Nogo Das CRISPR-Aktivierungsplasmid (h) ist ein aus drei Plasmiden bestehendes synergistisches Aktivierungsmediator-System (SAM), das für eine hocheffiziente, ortsspezifische transkriptionelle Hochregulation des RTN4-Lokus in menschlichen Zelllinien entwickelt wurde. Das System basiert auf einem katalytisch inaktiven Cas9 (dCas9), das zwei inaktivierende Mutationen (D10A und N863A) trägt, welche die Nukleaseaktivität eliminieren, während die DNA-Bindung erhalten bleibt. Dieses dCas9 ist mit VP64, einem potenten Transkriptionsaktivator, fusioniert und wird zusammen mit einem Blasticidin-Resistenzgen zur Selektion koexprimiert. Das zweite Plasmid kodiert das MS2-p65-HSF1-Fusionsprotein, einen sekundären Aktivatorkomplex, der zusammen mit dCas9-VP64 wirkt, sowie ein Hygromycin-Resistenzgen.
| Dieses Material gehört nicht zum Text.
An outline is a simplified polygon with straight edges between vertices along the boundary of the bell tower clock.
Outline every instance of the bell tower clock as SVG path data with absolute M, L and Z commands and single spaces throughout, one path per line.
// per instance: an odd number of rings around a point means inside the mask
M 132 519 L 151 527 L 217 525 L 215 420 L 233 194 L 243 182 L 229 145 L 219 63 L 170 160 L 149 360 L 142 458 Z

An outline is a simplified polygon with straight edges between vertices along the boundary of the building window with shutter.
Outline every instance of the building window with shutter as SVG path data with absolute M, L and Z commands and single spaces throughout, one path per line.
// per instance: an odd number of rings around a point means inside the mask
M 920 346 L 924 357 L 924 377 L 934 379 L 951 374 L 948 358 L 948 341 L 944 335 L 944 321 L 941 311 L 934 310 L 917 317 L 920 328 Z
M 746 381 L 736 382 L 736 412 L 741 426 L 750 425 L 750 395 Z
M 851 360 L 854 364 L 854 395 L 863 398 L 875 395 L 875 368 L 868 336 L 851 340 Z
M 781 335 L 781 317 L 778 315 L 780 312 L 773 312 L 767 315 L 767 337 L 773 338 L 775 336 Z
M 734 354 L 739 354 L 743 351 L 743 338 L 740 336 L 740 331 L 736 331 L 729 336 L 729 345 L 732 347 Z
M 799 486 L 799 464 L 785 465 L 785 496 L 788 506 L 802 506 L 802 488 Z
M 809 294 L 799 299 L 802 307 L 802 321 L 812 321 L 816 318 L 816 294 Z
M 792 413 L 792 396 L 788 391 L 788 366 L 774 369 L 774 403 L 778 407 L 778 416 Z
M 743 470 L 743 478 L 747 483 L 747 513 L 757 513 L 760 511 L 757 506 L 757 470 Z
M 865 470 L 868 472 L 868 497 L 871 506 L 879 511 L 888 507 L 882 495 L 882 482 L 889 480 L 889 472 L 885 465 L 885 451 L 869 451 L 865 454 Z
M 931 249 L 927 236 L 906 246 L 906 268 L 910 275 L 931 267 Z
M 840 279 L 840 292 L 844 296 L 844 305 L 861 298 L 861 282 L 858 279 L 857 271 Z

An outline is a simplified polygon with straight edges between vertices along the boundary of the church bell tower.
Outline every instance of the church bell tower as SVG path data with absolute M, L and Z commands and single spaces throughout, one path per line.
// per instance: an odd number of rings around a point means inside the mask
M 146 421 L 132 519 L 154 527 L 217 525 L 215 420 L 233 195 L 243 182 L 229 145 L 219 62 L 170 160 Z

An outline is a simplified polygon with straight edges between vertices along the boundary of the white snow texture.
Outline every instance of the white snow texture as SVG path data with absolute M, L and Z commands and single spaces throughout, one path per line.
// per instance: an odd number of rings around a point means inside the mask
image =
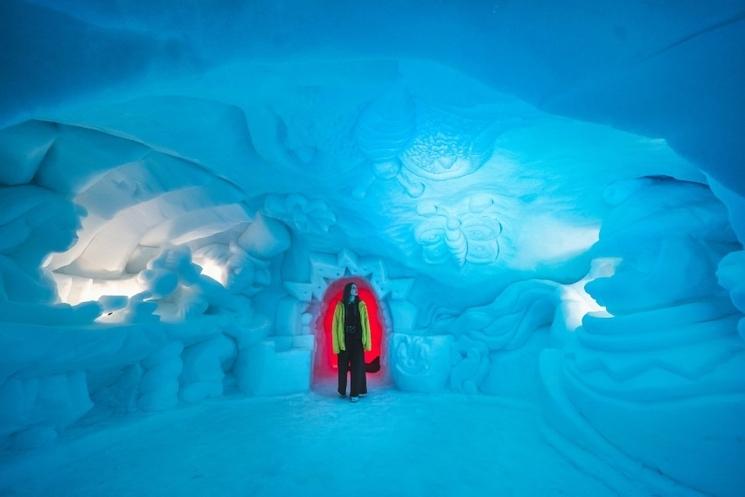
M 355 279 L 370 409 L 515 423 L 592 477 L 555 495 L 745 494 L 745 4 L 149 3 L 0 7 L 6 460 L 104 414 L 334 416 Z

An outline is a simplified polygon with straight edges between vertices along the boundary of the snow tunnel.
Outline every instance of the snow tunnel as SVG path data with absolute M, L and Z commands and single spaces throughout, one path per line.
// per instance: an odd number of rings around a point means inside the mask
M 745 495 L 745 2 L 5 0 L 0 46 L 0 495 Z

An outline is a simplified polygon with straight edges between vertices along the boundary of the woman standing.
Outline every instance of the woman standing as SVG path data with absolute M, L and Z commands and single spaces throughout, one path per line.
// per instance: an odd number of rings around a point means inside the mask
M 349 400 L 357 402 L 360 395 L 367 394 L 365 351 L 372 350 L 372 340 L 367 306 L 359 298 L 356 283 L 344 286 L 342 299 L 334 309 L 331 336 L 339 359 L 339 396 L 347 395 L 347 371 L 351 370 Z

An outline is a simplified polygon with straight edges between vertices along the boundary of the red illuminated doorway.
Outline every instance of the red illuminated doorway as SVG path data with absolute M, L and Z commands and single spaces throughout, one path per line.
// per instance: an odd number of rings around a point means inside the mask
M 380 318 L 380 302 L 375 291 L 364 278 L 350 276 L 334 281 L 326 289 L 321 302 L 321 315 L 316 321 L 316 337 L 318 338 L 316 357 L 314 361 L 313 377 L 314 379 L 336 378 L 337 375 L 337 357 L 331 341 L 331 322 L 334 317 L 334 308 L 336 303 L 342 298 L 344 286 L 347 283 L 356 283 L 359 296 L 367 305 L 367 312 L 370 318 L 370 338 L 372 340 L 372 350 L 365 352 L 365 363 L 372 362 L 375 358 L 380 357 L 382 350 L 383 325 Z M 367 373 L 368 375 L 377 373 Z

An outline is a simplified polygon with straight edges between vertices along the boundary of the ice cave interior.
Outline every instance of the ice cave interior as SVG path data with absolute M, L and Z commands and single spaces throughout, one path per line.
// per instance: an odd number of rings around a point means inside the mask
M 0 46 L 0 494 L 745 495 L 745 2 L 5 0 Z

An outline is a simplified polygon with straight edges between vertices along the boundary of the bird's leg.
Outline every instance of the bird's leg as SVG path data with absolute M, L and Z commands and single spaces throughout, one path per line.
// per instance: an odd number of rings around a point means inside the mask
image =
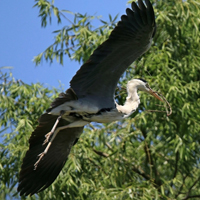
M 54 133 L 54 131 L 55 131 L 55 129 L 56 129 L 56 126 L 58 125 L 58 123 L 59 123 L 59 121 L 60 121 L 60 119 L 61 119 L 61 117 L 62 117 L 62 115 L 63 115 L 64 113 L 65 113 L 65 111 L 61 111 L 61 112 L 60 112 L 60 116 L 57 118 L 55 124 L 53 125 L 53 128 L 51 129 L 51 131 L 50 131 L 49 133 L 47 133 L 47 134 L 45 135 L 46 139 L 45 139 L 45 141 L 43 142 L 42 145 L 45 145 L 47 142 L 49 142 L 49 138 L 50 138 L 51 135 Z
M 59 116 L 61 117 L 61 116 Z M 58 119 L 57 119 L 58 120 Z M 56 122 L 57 122 L 56 120 Z M 58 134 L 59 131 L 61 130 L 64 130 L 64 129 L 67 129 L 67 128 L 75 128 L 75 127 L 82 127 L 82 126 L 85 126 L 86 124 L 88 124 L 89 122 L 87 121 L 84 121 L 84 120 L 78 120 L 78 121 L 75 121 L 75 122 L 72 122 L 71 124 L 68 124 L 66 126 L 61 126 L 61 127 L 58 127 L 54 132 L 53 132 L 53 136 L 51 138 L 51 140 L 49 141 L 47 147 L 45 148 L 45 150 L 39 154 L 39 159 L 37 160 L 37 162 L 34 164 L 34 170 L 37 169 L 37 166 L 39 164 L 39 162 L 41 161 L 41 159 L 44 157 L 44 155 L 48 152 L 53 140 L 55 139 L 56 135 Z M 54 125 L 55 126 L 55 125 Z M 53 128 L 52 128 L 53 129 Z

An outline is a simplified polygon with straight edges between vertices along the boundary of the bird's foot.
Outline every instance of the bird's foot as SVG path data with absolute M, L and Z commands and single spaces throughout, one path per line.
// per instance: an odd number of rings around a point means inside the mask
M 41 154 L 38 155 L 38 156 L 39 156 L 39 159 L 38 159 L 37 162 L 34 164 L 34 170 L 37 169 L 37 166 L 38 166 L 39 162 L 42 160 L 42 158 L 44 157 L 45 154 L 46 154 L 46 153 L 45 153 L 45 151 L 44 151 L 44 152 L 42 152 Z
M 60 121 L 60 119 L 62 118 L 62 115 L 63 115 L 64 113 L 65 113 L 65 111 L 63 111 L 63 110 L 60 111 L 60 116 L 57 118 L 57 120 L 56 120 L 55 124 L 53 125 L 53 128 L 51 129 L 51 131 L 48 132 L 48 133 L 45 135 L 45 138 L 46 138 L 46 139 L 44 140 L 44 142 L 43 142 L 42 145 L 45 145 L 46 143 L 49 142 L 50 137 L 53 135 L 54 131 L 56 130 L 56 127 L 57 127 L 57 125 L 58 125 L 58 123 L 59 123 L 59 121 Z
M 38 155 L 38 156 L 39 156 L 39 159 L 38 159 L 37 162 L 34 164 L 34 170 L 37 169 L 39 162 L 42 160 L 42 158 L 44 157 L 44 155 L 48 152 L 48 150 L 49 150 L 49 148 L 50 148 L 50 146 L 51 146 L 51 144 L 52 144 L 54 138 L 56 137 L 57 133 L 59 132 L 59 129 L 56 129 L 56 127 L 57 127 L 57 125 L 58 125 L 58 123 L 59 123 L 59 121 L 60 121 L 60 119 L 61 119 L 61 117 L 62 117 L 62 115 L 63 115 L 64 113 L 65 113 L 64 111 L 62 111 L 62 110 L 60 111 L 60 116 L 57 118 L 57 120 L 56 120 L 56 122 L 55 122 L 53 128 L 51 129 L 51 131 L 50 131 L 49 133 L 47 133 L 47 134 L 45 135 L 45 138 L 46 138 L 46 139 L 44 140 L 44 142 L 43 142 L 42 145 L 45 145 L 46 143 L 48 143 L 48 145 L 46 146 L 45 150 L 44 150 L 41 154 Z M 52 136 L 52 137 L 51 137 L 51 136 Z M 51 138 L 51 139 L 50 139 L 50 138 Z
M 50 131 L 49 133 L 47 133 L 47 134 L 45 135 L 45 138 L 46 138 L 46 139 L 44 140 L 44 142 L 43 142 L 42 145 L 45 145 L 46 143 L 49 142 L 49 138 L 51 137 L 52 134 L 53 134 L 53 132 Z

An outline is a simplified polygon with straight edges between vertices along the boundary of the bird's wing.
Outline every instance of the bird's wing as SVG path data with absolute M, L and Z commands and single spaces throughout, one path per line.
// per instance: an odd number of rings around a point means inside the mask
M 20 195 L 33 195 L 49 187 L 56 179 L 70 153 L 71 147 L 77 142 L 83 127 L 68 128 L 60 131 L 55 137 L 47 154 L 39 162 L 36 170 L 34 164 L 38 160 L 38 155 L 44 151 L 46 145 L 42 145 L 47 134 L 53 127 L 57 116 L 43 114 L 40 118 L 39 126 L 35 129 L 29 139 L 29 150 L 24 157 L 19 174 L 18 191 Z M 60 119 L 57 127 L 69 124 L 64 119 Z
M 113 107 L 113 96 L 120 76 L 135 59 L 147 51 L 155 34 L 156 23 L 149 0 L 133 2 L 132 10 L 112 31 L 108 40 L 101 44 L 82 65 L 70 84 L 78 98 L 99 99 L 100 108 Z M 108 105 L 104 105 L 106 103 Z
M 46 112 L 50 112 L 52 109 L 60 106 L 63 103 L 66 103 L 67 101 L 73 101 L 78 100 L 78 97 L 76 96 L 74 90 L 72 88 L 69 88 L 66 90 L 66 92 L 62 92 L 59 94 L 59 96 L 51 103 L 50 108 L 46 110 Z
Das dritte Plasmid kodiert für eine zielspezifische 20-nt-sgRNA, die an zwei MS2-RNA-Aptamere fusioniert ist, welche den MS2-p65-HSF1-Komplex an die Aktivierungsstelle rekrutieren, begleitet von einem Puromycin-Resistenzgen. Die drei Plasmide werden im Massenverhältnis 1:1:1 verabreicht, um eine ausgewogene Expression aller Systemkomponenten zu gewährleisten.
Nach der Assemblierung am Zielort bindet der SAM-Komplex etwa 200 bp stromaufwärts der RTN4-Transkriptionsstartstelle, wo VP64, p65 und HSF1 gemeinsam die Transkriptionsmaschinerie rekrutieren und die Hochregulation der endogenen Nogo-Expression vorantreiben. Im Gegensatz zu nukleaseaktivem Cas9 verursacht dCas9 keine Doppelstrangbrüche und verändert die genomische Sequenz nicht, wodurch der native RTN4-Locus erhalten bleibt und die Untersuchung von Nogo-abhängigen Transkriptionsreaktionen am endogenen Locus ermöglicht wird. Dies macht es zu einem wertvollen Werkzeug für Funktionsstudien, die Identifizierung von Zielgenen und die Modellierung der Wiederherstellung des Nogo-Signalwegs in Tumorzellen mit stillgelegtem oder reduziertem RTN4-Ausdruck.
Nur für Forschungszwecke. Nicht für diagnostische oder therapeutische Zwecke bestimmt.